Sometimes it’s easy to forget, in sunny South Florida where it’s still t-shirt weather in November, that the days are getting shorter. But even here in paradise we’re not exempt from the greater laws of nature, whether we notice them or not.
I was out running the other night at about 6:00, when I suddenly realized: it was dark. The street lights weren’t on yet, and the only illumination on my tree-lined street was the faint white glow of the sun already over the horizon and the occasional flashing of headlights as cars sped past. I slowed down, turned off my iPod and listened.
Beneath the whooshing of cars was another layer of sound: crickets and wind gently shaking oak leaves, something tiny moving in the hedges. And beneath those little sounds, silence. I realized I could barely see anything with my eyes anymore, so I closed them and took a deep breath– smelled the down-low scent of ferns and wet earth, and higher up, just a suggestion of someone’s dinner floating past me on the breeze. I smiled.
I love the dark. It’s one of my favorite places to be. A secret, safe, exciting place. A creative place, full of possibility. A place to really feel alive.
There’s disagreement as to exactly how many senses we humans have (some say as many as 30), but it should be clear to anyone who’s ever made the effort to use them all–it’s definitely more than five. At no time is this fact more apparent to me than when I’m in a dark place.
Darkness reminds me of my first photography class in college: loading black and white film rolls into processing tanks in a pitch-black bathroom next to the darkroom. I did it all by feel, closing my eyes (even less necessary here than during the night run in my neighborhood), then unspooling the film from the safety of its canister–stretching it all the way to the floor before winding it back up into the tank. In this dark room I was acutely aware of my body in space; I could feel the very contours and limits of it. But at the same time I felt more than my body–it was as if my extra senses stretched out before me, and I could see the room and its contents even more vividly than if the light had been on.
There’s a reason most meditation takes place with eyes closed. Not being able to see with your eyes sends you deep inside yourself–and outside the limits of your ‘self’ at the same time.
Darkness is where we go to dream, to imagine and to create. In fact, many of my favorite in-the-dark memories are tinged with a magical quality (did that really happen or did I dream it?):
On a beach in Trinidad, under a sky filled with the light of what seemed like every single star in the universe, I didn’t really see, but felt, a leatherback sea turtle climb out of the crashing waves, dig a hole and lay her eggs. Her soft, sturdy head felt, absurdly, like the leather recliner in the house my grandparents lived in when I was a child…
Late one night, jet-lagged and sleepless in Rome, Italy, I stepped onto my balcony to listen to a lone guitar player sitting under a light on the deserted street, playing for nobody (or maybe for me)…
It’s easy to underestimate the sheer volume of visual stimulation we encounter every day–phone and computer and TV screens, billboards, the general rush and blur of life. When you cut this out, even just a little bit, the world comes into a different kind of focus.

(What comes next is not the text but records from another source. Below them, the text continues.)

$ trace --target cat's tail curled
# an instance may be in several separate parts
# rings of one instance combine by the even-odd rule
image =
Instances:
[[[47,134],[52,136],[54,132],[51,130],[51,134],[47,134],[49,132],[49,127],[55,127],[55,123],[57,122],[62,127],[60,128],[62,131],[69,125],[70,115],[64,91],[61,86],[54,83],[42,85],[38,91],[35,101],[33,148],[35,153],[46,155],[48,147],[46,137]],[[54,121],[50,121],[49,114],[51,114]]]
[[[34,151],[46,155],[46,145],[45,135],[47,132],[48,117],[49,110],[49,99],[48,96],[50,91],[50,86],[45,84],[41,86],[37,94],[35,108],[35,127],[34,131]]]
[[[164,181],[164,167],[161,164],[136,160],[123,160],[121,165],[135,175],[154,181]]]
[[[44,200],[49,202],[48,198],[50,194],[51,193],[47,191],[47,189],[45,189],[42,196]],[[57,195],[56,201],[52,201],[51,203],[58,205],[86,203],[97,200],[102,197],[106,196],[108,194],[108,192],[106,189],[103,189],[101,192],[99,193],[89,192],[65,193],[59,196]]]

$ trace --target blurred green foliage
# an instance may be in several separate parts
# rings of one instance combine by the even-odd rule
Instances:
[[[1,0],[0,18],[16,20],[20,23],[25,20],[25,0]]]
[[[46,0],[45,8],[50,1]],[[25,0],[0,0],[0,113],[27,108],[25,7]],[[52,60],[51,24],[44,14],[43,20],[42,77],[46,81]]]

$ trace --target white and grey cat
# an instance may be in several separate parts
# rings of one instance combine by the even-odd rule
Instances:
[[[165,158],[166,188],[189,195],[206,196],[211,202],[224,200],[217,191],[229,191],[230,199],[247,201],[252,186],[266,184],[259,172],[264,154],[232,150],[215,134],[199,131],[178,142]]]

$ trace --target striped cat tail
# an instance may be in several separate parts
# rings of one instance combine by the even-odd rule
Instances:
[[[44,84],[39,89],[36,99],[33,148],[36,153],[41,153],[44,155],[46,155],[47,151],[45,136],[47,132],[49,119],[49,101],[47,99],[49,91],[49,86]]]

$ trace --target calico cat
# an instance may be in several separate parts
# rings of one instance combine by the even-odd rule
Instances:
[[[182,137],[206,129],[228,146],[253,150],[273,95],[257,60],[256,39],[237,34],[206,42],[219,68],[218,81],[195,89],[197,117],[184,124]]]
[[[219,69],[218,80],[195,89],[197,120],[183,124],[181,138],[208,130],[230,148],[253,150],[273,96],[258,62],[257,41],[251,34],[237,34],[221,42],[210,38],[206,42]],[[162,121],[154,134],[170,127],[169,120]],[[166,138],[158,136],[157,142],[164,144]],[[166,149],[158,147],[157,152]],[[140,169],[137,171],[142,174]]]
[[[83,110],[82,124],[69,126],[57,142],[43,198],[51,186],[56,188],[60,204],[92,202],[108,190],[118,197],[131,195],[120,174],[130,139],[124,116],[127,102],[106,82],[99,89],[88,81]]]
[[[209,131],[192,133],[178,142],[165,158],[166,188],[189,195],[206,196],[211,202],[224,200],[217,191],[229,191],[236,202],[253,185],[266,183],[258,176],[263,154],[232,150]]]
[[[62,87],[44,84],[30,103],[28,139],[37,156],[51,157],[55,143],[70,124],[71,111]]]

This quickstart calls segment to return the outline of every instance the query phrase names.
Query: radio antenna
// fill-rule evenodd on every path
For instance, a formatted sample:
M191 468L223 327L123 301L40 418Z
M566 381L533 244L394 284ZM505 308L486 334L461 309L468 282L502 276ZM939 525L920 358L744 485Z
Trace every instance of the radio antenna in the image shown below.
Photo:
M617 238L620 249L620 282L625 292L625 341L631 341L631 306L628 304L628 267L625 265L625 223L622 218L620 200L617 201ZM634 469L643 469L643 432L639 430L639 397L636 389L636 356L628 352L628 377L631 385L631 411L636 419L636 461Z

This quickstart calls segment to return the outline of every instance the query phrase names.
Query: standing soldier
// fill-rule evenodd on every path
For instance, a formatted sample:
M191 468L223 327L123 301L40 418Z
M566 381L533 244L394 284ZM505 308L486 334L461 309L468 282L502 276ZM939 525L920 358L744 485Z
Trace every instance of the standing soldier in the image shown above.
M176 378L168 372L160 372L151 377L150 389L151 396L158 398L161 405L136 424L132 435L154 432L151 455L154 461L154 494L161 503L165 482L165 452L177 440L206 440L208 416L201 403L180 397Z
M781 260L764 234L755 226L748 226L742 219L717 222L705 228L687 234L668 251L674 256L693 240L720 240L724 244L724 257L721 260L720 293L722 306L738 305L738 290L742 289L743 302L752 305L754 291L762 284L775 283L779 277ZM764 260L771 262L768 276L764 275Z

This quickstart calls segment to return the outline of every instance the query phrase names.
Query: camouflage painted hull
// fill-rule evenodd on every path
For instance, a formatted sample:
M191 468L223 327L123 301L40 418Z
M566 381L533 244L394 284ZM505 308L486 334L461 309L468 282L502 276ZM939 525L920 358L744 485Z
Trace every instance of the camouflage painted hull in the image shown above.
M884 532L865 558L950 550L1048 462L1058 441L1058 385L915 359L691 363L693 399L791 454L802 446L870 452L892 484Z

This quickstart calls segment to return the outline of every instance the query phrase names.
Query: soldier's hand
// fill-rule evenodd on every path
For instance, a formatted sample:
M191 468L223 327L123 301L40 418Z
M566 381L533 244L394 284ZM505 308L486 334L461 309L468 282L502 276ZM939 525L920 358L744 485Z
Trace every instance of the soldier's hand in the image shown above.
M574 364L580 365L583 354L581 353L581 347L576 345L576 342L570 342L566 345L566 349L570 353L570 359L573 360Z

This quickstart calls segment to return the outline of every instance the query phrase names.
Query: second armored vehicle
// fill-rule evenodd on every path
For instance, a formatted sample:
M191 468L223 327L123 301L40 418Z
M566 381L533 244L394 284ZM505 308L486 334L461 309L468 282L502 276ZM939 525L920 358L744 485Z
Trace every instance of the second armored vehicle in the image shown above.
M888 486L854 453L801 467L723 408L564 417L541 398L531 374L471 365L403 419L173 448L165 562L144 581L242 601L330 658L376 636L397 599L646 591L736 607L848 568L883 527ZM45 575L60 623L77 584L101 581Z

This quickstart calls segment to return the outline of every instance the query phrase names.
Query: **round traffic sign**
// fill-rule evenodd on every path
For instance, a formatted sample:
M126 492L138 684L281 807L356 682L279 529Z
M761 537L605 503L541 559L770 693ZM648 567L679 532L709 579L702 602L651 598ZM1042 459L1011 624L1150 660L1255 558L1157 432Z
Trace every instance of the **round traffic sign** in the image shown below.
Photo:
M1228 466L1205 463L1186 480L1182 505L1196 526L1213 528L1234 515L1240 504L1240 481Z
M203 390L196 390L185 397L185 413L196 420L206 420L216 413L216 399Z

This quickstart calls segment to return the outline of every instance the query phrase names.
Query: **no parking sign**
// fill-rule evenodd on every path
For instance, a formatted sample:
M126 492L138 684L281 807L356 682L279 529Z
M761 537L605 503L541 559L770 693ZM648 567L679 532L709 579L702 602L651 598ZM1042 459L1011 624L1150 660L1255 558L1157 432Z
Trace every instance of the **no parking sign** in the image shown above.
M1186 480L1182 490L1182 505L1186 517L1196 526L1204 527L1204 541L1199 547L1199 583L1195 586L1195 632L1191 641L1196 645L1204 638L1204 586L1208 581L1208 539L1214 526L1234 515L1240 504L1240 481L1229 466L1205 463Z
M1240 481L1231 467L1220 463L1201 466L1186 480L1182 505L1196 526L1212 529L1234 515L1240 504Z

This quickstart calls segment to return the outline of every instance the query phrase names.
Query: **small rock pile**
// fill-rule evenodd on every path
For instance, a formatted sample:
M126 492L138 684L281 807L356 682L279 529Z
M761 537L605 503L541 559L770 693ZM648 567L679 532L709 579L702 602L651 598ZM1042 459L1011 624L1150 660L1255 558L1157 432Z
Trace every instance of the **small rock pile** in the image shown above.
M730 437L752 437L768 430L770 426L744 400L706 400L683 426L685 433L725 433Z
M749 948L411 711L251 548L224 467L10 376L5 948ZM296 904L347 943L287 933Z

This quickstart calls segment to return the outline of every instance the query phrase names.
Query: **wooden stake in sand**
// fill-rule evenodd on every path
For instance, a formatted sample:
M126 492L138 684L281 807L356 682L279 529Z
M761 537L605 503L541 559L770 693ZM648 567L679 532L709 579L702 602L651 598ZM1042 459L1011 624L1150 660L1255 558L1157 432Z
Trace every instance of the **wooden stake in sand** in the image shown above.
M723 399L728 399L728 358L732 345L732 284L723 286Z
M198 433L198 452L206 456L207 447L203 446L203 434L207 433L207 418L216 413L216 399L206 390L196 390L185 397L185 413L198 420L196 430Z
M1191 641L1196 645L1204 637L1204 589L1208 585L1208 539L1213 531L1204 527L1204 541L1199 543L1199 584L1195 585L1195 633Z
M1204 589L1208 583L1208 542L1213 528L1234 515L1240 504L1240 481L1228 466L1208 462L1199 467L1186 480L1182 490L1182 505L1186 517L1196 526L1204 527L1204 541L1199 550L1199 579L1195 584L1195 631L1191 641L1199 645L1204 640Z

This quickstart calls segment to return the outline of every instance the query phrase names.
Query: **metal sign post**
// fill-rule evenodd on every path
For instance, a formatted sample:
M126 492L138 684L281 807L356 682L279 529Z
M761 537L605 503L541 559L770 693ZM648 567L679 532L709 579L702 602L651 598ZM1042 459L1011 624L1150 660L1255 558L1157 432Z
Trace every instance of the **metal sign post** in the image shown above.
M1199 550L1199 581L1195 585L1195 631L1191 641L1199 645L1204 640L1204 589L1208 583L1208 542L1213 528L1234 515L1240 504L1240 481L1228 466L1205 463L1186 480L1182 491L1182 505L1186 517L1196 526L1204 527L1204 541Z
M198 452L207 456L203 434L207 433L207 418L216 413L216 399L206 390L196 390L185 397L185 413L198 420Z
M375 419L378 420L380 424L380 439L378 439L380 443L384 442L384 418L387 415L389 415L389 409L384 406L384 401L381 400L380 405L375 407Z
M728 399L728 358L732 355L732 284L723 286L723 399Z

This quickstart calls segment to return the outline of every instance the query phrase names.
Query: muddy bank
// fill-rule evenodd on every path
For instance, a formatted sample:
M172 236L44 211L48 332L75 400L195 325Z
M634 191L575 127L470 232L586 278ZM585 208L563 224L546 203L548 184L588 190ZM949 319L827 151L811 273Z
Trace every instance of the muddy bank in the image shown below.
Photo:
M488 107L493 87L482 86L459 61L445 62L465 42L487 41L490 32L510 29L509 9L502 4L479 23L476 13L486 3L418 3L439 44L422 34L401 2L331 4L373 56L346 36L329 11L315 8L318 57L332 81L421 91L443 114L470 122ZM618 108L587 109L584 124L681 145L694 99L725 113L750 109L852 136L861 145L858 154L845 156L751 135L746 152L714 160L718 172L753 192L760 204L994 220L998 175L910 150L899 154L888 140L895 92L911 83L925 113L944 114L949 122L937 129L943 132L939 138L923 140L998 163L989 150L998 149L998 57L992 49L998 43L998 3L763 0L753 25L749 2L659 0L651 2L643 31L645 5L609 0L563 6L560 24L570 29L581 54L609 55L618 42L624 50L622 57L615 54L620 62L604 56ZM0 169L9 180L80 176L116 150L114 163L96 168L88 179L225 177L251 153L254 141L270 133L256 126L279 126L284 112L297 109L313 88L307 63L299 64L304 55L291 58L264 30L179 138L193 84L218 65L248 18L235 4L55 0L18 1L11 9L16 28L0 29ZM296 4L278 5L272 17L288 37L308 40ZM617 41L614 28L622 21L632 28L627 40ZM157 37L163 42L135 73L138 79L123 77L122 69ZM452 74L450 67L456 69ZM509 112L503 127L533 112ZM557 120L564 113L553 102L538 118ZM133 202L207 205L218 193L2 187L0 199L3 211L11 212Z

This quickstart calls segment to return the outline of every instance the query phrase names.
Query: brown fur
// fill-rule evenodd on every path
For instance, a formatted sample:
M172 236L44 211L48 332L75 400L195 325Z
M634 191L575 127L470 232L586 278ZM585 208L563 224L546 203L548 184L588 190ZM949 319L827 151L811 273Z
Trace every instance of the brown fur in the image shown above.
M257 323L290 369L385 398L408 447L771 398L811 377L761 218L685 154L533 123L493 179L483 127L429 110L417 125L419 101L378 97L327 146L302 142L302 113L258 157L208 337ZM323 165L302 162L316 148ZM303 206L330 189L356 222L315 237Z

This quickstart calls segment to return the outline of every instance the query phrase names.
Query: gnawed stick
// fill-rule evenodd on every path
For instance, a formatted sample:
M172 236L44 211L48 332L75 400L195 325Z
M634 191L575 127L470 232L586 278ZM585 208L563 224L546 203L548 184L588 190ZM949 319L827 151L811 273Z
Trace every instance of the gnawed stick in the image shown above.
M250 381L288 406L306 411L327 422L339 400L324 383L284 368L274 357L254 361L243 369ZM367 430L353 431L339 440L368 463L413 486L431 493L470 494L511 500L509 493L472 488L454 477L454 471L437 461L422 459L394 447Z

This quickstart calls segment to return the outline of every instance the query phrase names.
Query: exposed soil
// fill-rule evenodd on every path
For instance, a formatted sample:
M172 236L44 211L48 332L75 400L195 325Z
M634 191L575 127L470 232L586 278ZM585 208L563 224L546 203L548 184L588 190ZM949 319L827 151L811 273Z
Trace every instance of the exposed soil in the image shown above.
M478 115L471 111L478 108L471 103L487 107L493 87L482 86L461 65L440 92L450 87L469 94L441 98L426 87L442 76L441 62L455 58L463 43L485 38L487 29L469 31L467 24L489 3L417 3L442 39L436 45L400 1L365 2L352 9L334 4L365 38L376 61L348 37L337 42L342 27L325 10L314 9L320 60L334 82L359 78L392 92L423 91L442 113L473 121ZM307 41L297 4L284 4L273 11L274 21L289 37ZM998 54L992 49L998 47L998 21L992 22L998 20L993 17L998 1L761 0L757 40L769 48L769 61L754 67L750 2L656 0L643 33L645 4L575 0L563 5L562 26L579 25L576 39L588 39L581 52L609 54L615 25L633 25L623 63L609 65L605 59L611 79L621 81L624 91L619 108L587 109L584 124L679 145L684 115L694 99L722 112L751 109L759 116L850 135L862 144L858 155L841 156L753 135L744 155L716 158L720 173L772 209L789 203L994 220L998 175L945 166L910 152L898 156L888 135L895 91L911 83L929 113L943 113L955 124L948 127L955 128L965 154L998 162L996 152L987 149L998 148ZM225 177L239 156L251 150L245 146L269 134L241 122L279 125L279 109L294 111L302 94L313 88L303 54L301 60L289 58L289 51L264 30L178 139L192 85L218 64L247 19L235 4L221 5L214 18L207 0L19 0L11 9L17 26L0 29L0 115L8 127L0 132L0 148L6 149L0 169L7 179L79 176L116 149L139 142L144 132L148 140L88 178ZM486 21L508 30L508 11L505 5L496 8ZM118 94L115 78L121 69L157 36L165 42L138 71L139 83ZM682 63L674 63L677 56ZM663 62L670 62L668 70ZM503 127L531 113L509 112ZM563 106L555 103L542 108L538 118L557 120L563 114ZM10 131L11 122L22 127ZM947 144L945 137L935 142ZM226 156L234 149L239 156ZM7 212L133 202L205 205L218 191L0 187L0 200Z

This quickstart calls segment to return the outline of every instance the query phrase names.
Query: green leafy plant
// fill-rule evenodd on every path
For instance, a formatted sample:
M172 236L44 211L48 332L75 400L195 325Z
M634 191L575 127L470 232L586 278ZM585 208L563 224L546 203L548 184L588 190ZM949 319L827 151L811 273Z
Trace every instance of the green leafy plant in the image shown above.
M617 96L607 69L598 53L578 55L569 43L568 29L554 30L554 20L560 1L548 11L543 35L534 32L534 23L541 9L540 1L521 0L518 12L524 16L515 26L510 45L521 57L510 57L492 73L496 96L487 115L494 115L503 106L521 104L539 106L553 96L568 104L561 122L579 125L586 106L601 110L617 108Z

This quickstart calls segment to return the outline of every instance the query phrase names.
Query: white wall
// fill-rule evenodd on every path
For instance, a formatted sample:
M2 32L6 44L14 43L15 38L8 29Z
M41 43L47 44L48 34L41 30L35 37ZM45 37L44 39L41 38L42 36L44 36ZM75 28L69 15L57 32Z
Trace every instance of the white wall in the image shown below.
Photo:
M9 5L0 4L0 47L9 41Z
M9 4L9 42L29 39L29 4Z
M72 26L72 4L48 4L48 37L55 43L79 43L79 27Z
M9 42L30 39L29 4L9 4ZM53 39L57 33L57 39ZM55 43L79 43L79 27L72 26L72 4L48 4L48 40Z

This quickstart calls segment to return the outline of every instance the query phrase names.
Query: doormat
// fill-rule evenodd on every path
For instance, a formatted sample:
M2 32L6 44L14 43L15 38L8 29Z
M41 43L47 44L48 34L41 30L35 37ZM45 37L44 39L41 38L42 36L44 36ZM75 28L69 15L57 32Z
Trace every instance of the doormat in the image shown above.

Like the intimate vulnerability, the easy camaraderie, people share when they’re together in the dark: around a campfire, at a coffee shop at 5:00 am, on a train at midnight headed back home. At times like this it feels like we’re all in it together, this collective dream.
Sometimes at night, after my children are asleep, I go out to the backyard and lie in my hammock. Each night is dark, of course, but always different. One night clouds move restlessly across the sky. The half-moon looks like a melon with the top chopped off, and the sound of the wind moves through the trees like the ocean, just out of sight. The next night the sky is clear and quiet: no wind, only crickets. Connect-the-dot stars cast an invisible net across the moon.
I find my eyes are closed but my imagination is open. My senses are alive.